The Nobel Committee cited Obama’s "extraordinary efforts to strengthen international diplomacy and cooperation between peoples," but the ongoing war in Iraq and deepening U.S. involvement in Afghanistan will lend a touch of irony to the acceptance ceremony.
The White House said Obama would acknowledge his role as a war president, and he would mention his decision to commit more U.S. forces to Afghanistan. "We'll address directly the notion, I think, that many have wondered, which is the juxtaposition of the timing for the Nobel Peace Prize and his commitment to add more troops into Afghanistan," said White House spokesman Robert Gibbs. "That's obviously something that he will address."
Questions of Obama’s fitness for such an award were voiced as soon as the Nobel Committee made its decision known. Matters were exacerbated by the fact that someone would have had to nominate Obama a mere 11 days into his presidency since the nomination deadline was February 1.
Obama and the White House have painted the award as being more about America’s leadership role on the world stage than about the President’s personal accomplishments. "To be honest, I do not feel that I deserve to be in the company of so many of the transformative figures who've been honored by this prize," Obama declared in remarks he made on October 9. "I do not view it as a recognition of my own accomplishments, but rather as an affirmation of American leadership on behalf of aspirations held by people in all nations."
This same humble tone is likely to be echoed in Oslo during Obama’s acceptance speech. Even if the prize is more about future potential than past deeds, this still places a heavy burden on Obama to deliver results that promote peace or risk appearing even more unfit for the honor.

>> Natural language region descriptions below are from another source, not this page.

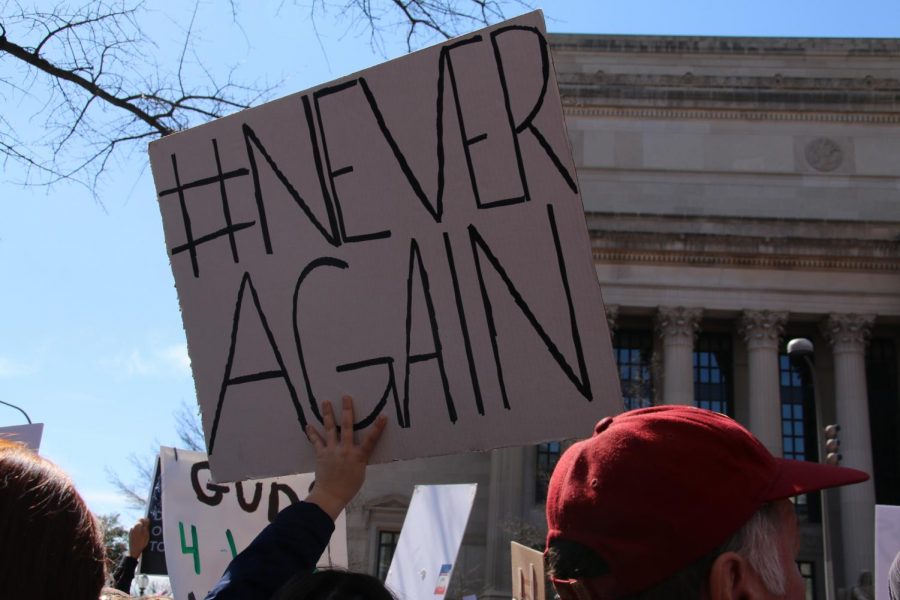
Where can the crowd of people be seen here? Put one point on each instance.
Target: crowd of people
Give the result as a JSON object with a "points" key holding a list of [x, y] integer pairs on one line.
{"points": [[669, 502]]}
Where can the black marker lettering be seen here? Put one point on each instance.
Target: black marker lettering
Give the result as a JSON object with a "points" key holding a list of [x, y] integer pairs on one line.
{"points": [[476, 388], [528, 122], [435, 211], [335, 173], [280, 373], [479, 247], [252, 141], [242, 502], [390, 388], [273, 498], [217, 490], [415, 263], [230, 228]]}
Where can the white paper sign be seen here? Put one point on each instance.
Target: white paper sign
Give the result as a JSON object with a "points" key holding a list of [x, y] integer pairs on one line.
{"points": [[527, 572], [411, 235], [206, 524], [30, 434], [887, 552], [429, 541]]}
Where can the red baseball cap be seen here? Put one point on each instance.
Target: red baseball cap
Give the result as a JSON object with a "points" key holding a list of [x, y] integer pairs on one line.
{"points": [[657, 488]]}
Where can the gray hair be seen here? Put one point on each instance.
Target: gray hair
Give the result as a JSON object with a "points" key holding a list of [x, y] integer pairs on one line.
{"points": [[756, 541]]}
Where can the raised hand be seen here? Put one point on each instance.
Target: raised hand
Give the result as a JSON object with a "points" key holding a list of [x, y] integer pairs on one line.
{"points": [[340, 463]]}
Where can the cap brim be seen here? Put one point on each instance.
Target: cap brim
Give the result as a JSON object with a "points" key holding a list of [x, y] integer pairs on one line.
{"points": [[797, 477]]}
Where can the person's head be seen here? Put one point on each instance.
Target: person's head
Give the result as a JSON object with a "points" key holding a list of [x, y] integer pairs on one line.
{"points": [[333, 584], [50, 543], [677, 502]]}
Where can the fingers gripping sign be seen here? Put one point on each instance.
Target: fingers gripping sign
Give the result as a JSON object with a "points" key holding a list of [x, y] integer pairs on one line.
{"points": [[340, 462]]}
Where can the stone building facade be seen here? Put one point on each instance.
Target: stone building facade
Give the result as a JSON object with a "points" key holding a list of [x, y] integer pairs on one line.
{"points": [[739, 192]]}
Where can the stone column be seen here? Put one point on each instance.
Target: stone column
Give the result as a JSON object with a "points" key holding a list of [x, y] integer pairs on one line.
{"points": [[678, 326], [847, 335], [505, 509], [761, 330], [612, 317]]}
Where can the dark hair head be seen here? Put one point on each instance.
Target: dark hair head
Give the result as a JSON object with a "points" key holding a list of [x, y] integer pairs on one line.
{"points": [[50, 543], [333, 584]]}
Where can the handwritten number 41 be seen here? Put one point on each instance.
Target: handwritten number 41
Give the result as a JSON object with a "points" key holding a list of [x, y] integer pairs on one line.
{"points": [[194, 548]]}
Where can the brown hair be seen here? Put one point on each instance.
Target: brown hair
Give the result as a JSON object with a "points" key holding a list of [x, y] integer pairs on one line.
{"points": [[50, 543]]}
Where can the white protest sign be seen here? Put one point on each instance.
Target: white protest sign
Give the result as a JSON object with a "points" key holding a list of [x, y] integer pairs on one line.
{"points": [[429, 541], [30, 434], [411, 235], [527, 572], [887, 552], [206, 524]]}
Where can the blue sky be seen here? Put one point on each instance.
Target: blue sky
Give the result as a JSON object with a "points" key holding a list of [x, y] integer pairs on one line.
{"points": [[91, 341]]}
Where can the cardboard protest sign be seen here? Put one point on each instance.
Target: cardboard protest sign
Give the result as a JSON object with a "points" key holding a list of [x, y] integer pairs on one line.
{"points": [[527, 573], [207, 524], [429, 541], [411, 235], [153, 558], [30, 434], [887, 552]]}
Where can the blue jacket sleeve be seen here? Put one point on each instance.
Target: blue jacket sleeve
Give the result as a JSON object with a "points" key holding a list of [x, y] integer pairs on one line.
{"points": [[292, 542]]}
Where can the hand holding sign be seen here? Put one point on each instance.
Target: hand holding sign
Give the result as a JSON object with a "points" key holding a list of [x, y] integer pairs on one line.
{"points": [[340, 464], [138, 537]]}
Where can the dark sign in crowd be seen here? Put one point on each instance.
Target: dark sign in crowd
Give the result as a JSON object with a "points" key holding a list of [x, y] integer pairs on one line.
{"points": [[669, 502]]}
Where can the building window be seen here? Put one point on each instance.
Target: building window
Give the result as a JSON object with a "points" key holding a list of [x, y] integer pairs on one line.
{"points": [[634, 350], [808, 572], [797, 413], [546, 458], [712, 373], [798, 427], [387, 543], [884, 418]]}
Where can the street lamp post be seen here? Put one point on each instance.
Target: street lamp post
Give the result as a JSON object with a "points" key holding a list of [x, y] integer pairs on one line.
{"points": [[802, 350], [27, 418], [142, 583]]}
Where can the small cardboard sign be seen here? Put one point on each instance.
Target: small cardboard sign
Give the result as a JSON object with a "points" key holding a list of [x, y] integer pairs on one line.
{"points": [[153, 558], [30, 434], [411, 235], [887, 552], [432, 533], [207, 524], [527, 573]]}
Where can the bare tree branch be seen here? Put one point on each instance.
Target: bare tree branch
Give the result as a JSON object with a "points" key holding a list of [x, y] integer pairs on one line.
{"points": [[422, 21], [100, 91]]}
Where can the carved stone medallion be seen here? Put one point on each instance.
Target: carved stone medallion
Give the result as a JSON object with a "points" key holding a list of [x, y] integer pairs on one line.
{"points": [[824, 154]]}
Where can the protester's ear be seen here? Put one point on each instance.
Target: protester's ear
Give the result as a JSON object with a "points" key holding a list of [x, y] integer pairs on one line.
{"points": [[732, 578]]}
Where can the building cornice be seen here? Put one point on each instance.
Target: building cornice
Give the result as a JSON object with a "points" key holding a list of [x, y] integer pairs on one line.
{"points": [[573, 108], [727, 46], [623, 240]]}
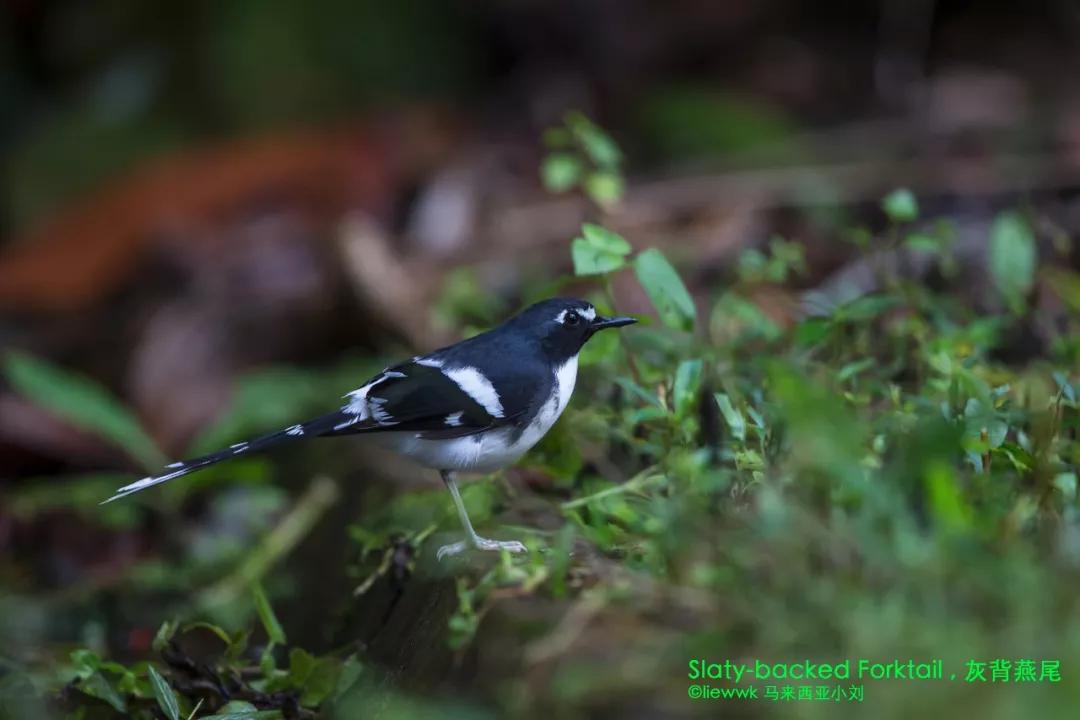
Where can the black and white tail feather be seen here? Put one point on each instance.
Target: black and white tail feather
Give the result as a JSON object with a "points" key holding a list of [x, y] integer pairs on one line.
{"points": [[314, 428], [428, 397], [475, 406]]}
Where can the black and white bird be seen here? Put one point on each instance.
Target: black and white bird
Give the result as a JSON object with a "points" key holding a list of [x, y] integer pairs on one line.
{"points": [[475, 406]]}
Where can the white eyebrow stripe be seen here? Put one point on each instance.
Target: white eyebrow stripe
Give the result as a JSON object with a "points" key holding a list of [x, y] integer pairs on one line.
{"points": [[475, 385], [588, 313]]}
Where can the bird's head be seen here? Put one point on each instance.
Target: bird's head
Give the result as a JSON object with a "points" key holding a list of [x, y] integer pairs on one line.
{"points": [[563, 325]]}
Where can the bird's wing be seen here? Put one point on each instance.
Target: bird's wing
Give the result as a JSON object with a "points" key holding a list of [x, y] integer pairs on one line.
{"points": [[427, 396], [435, 398]]}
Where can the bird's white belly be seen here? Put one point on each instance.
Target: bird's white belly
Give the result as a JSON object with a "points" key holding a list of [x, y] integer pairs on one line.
{"points": [[486, 452]]}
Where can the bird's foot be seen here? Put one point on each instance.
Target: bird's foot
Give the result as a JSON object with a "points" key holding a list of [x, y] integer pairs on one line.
{"points": [[481, 544]]}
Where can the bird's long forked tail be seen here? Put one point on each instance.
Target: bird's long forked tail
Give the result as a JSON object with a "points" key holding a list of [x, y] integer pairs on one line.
{"points": [[327, 424]]}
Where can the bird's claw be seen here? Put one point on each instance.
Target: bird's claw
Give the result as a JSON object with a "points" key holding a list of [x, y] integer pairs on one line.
{"points": [[481, 544]]}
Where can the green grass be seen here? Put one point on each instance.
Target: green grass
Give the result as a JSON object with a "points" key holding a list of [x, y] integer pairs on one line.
{"points": [[871, 484]]}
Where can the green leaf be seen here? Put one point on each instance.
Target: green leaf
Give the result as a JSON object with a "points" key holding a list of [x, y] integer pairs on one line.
{"points": [[736, 422], [164, 634], [300, 664], [597, 145], [946, 502], [598, 250], [210, 627], [865, 308], [1012, 257], [350, 674], [245, 715], [97, 685], [83, 403], [559, 172], [604, 188], [321, 681], [166, 698], [901, 206], [273, 628], [687, 382], [665, 289]]}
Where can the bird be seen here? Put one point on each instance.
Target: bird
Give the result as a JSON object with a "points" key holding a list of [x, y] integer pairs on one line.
{"points": [[475, 406]]}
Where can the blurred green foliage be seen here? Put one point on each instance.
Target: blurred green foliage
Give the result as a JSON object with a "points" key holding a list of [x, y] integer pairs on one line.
{"points": [[874, 481]]}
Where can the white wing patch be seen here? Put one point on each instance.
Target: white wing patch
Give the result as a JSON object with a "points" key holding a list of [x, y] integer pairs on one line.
{"points": [[360, 406], [475, 385]]}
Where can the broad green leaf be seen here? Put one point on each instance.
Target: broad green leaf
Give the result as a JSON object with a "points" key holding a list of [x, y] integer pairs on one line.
{"points": [[948, 505], [665, 289], [245, 715], [1012, 257], [273, 628], [901, 206], [164, 694], [559, 172], [83, 403], [731, 416], [598, 250]]}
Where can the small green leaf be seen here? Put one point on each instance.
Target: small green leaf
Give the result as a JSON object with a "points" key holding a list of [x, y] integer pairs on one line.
{"points": [[97, 685], [273, 628], [598, 250], [597, 145], [854, 368], [665, 289], [865, 308], [731, 416], [1012, 257], [559, 172], [604, 188], [687, 382], [210, 627], [300, 664], [947, 503], [166, 698], [321, 681], [82, 403], [164, 634], [922, 243], [901, 206]]}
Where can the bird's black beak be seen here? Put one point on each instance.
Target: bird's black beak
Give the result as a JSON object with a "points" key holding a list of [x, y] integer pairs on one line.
{"points": [[603, 323]]}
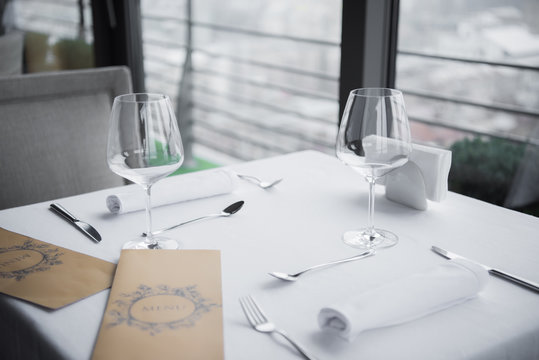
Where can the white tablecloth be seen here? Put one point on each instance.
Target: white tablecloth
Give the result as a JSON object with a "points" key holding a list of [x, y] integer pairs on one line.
{"points": [[297, 224]]}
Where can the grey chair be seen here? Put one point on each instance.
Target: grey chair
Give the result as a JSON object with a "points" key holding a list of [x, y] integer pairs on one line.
{"points": [[11, 48], [54, 133]]}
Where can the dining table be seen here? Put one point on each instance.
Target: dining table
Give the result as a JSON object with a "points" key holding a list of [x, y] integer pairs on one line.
{"points": [[296, 224]]}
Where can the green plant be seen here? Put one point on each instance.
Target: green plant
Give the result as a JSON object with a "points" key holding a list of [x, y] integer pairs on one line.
{"points": [[484, 169], [74, 54]]}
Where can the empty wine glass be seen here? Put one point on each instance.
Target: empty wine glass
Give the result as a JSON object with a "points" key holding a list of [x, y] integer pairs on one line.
{"points": [[144, 146], [373, 139]]}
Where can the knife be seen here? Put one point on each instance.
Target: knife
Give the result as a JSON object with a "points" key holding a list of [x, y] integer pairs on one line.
{"points": [[87, 229], [492, 271]]}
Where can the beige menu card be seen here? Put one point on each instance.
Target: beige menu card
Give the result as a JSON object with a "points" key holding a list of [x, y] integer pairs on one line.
{"points": [[164, 304], [49, 275]]}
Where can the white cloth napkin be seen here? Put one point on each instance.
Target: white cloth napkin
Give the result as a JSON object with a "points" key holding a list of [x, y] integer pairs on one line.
{"points": [[423, 177], [412, 297], [174, 189]]}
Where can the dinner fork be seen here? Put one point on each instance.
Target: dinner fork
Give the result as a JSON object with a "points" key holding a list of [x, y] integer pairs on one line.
{"points": [[260, 322]]}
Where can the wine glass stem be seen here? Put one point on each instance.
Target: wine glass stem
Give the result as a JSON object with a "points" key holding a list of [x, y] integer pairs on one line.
{"points": [[370, 217], [149, 238]]}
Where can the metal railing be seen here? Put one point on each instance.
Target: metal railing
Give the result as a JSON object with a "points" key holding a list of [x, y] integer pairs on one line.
{"points": [[298, 136], [510, 109]]}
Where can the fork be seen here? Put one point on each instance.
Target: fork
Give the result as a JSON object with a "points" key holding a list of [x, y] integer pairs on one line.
{"points": [[260, 322], [257, 181]]}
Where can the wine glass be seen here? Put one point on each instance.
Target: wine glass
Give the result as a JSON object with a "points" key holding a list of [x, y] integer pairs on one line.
{"points": [[144, 146], [373, 139]]}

Only two prior U.S. Presidents have been declared worthy of a Nobel Peace Prize while still in office — Theodore Roosevelt in 1906 and Woodrow Wilson in 1919. Obama is the only one to win in his first year in office.
Danielle Pletka, vice president of foreign and defense policy studies at the American Enterprise Institute, said that Obama should evidence humility during his acceptance since he has no real accomplishments to point to. "I think the best thing he can do is to take the prize and accept it in the name of those who the Nobel committee apparently didn't want to consider and who really are deserving," Pletka stated. She pointed to the Iranian people and to Rebiya Kadeer, president of the World Uighur Congress, as potential recipients who had done more for world peace.
Republican strategist Kevin Madden called the fact that Obama is presiding over two wars "the elephant in the room. They're going to have to acknowledge it." Appearing on ABC News Now’s Top Line, Madden said: "What you're going to see is the White House project an image that says, 'this isn't about me, and this is about the people who actually have done something. This is a shared reward, a shared responsibility.' And sort of deflect away from his most recent actions, which was to essentially increase troop movement in Afghanistan."
Obama has said he will donate the prize money to charity, but the specific recipients have not yet been chosen. This attempt to appear as if he is not gaining anything personally from the prize does nothing to negate the actual unconstitutionality of a sitting President accepting a Nobel Peace Prize.
The Norwegian parliament handpicks the Nobel Committee, and the committee members retain their affiliation to the political parties from which they were chosen. This boils down to Norway’s government essentially awarding the Nobel Peace Prize and the accompanying prize money just as it would be said that any U.S. Congressional committee would be acting on behalf of the U.S. government.
Article I, Section 9 of the U.S. Constitution clearly states: “No person holding any office of profit or trust under them, shall, without the consent of the Congress, accept of any present, emolument, office, or title, of any kind whatever, from any king, prince or foreign state.”
Obama needs to either seek the consent of Congress to accept the Peace Prize or completely decline the award. His current course of action, no matter how humble it appears, is blatantly unconstitutional.